# Brubeck recommendations?



## DrKilroy (Sep 29, 2012)

Hello,

simply speaking: what Dave Brubeck albums would you recommend to me as a beginner? I started with Time Out and I liked it really much, recently I also tried Time Further Out and I also enjoy it. What would be appropriate to listen to next?

Thank you and best regards, Dr


----------



## elgar's ghost (Aug 8, 2010)

Try the At Carnegie Hall album. Granted, it does replicate some of the tracks on the studio albums you already have but this is the classic quartet caught at white heat in what is now a legendary concert - and you get the whole thing, not just highlights.


----------



## Vaneyes (May 11, 2010)

*Time Out* is it for me. I've tried a few others and culled them, not wanting to dim the lustre of the aforementioned. Anyway, good luck in your searches. :tiphat:


----------



## ComposerOfAvantGarde (Dec 2, 2011)

The Dave Brubeck Quartet released an awesome album of music by Bernstein...I forget the name exactly


----------



## Kevin Pearson (Aug 14, 2009)

ComposerOfAvantGarde said:


> The Dave Brubeck Quartet released an awesome album of music by Bernstein...I forget the name exactly


I'm not sure if you are referring to his album Bernstein plays Brubeck Plays Bernstein? Or his album Music From West Side Story but both are great albums.

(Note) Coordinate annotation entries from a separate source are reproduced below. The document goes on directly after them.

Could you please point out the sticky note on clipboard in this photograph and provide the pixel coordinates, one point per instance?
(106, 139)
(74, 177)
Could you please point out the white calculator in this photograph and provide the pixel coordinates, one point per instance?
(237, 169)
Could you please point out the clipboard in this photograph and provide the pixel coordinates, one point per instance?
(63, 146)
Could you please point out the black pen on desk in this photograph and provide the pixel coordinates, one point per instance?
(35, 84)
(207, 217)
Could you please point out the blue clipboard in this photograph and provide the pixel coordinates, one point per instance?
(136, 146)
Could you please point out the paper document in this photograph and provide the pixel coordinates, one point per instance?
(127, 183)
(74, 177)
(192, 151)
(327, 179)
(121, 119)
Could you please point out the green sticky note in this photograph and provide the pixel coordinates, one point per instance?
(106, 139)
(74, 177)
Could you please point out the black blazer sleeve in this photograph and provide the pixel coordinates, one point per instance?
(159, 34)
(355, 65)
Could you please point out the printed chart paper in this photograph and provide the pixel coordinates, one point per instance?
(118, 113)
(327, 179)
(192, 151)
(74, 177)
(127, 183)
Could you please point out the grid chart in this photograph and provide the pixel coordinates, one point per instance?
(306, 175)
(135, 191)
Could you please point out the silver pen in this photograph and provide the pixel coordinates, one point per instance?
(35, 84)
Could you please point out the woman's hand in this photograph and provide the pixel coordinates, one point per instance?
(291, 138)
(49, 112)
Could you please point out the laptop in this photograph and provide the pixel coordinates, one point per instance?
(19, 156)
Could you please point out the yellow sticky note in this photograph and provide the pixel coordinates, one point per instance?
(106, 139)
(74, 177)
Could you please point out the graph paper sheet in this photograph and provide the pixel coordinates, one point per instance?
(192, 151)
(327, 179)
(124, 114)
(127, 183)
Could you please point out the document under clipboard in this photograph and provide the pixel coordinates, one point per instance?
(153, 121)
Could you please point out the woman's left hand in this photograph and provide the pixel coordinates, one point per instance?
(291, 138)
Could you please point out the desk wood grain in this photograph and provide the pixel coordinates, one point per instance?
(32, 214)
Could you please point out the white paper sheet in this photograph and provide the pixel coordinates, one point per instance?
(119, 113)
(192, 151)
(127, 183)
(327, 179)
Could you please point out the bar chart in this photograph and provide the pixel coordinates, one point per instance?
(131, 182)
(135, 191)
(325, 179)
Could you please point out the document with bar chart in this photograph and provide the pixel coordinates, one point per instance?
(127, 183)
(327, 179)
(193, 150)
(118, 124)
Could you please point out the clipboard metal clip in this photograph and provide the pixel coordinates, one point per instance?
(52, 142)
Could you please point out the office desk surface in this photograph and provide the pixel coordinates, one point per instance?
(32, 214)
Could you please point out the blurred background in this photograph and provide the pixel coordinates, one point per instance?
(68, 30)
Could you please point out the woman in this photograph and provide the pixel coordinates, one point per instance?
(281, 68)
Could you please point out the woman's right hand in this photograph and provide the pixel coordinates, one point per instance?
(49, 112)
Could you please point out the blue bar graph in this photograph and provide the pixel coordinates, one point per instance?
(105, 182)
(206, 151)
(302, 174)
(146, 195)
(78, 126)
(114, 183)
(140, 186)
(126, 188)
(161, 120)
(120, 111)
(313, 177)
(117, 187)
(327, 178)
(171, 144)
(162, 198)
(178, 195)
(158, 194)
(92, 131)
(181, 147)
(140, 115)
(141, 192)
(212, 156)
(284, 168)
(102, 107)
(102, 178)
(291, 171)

One of my favorite albums besides Time Out is Jazz Impression Of New York. Really good stuff there. I second the Carnegie Hall album. It is a classic!

Kevin

Kevin


----------



## Guest (Jan 4, 2013)

Time Out is by far the best. But I have enjoyed everything he does. The Bernstein one you are thinking of is probably the West Side Story one. In addition, I also quite enjoy Dave Digs Disney - his variations on some beloved songs from older Disney movies.


----------



## DrKilroy (Sep 29, 2012)

Thank you all so far! I will try them all on weekend.

Best regards, Dr


----------



## ComposerOfAvantGarde (Dec 2, 2011)

Kevin Pearson said:


> I'm not sure if you are referring to his album Bernstein plays Brubeck Plays Bernstein? Or his album *Music From West Side Story* but both are great albums.
> 
> One of my favorite albums besides Time Out is Jazz Impression Of New York. Really good stuff there. I second the Carnegie Hall album. It is a classic!
> 
> ...


That's it. Thanks


----------



## starthrower (Dec 11, 2010)

Paul Desmond did a lot of great stuff outside of Brubeck. Two Of A Mind with Gerry Mulligan is a classic. And I like his albums with Jim Hall on guitar.


----------



## starthrower (Dec 11, 2010)

My favorite Brubeck album is the vocal tour de force, The Real Ambassadors featuring Louis Armstrong, Carmen McRae, and Lambert, Hendricks and Ross. Music and lyrics written by Brubeck and his wife during the build up to the civil rights revolution.


----------



## Kevin Pearson (Aug 14, 2009)

Another classic Brubeck album is the 1965 album Angel Eyes with his quartet. Notice the cool 60s Columbia records cover with the pretty face on it. This looks more like a Ray Conniff Singer album than it does Brubeck.










Another good Brubeck is My Favorite Things.










Kevin


----------



## KRoad (Jun 1, 2012)

starthrower said:


> Paul Desmond did a lot of great stuff outside of Brubeck. Two Of A Mind with Gerry Mulligan is a classic. And I like his albums with Jim Hall on guitar.


Yes, I'll second this whole heartedly. Desmond's work with Hall is outstanding, though Hall is the equal to Desmond in every respect on these recordings - superb jazz guitarist/composer. Desmond, as always, in a class of his own.


----------



## trosado (Sep 10, 2012)

I recommend the double-disc _Live at the Berlin Philharmonie_ with Gerry Mulligan. Superb playing.


----------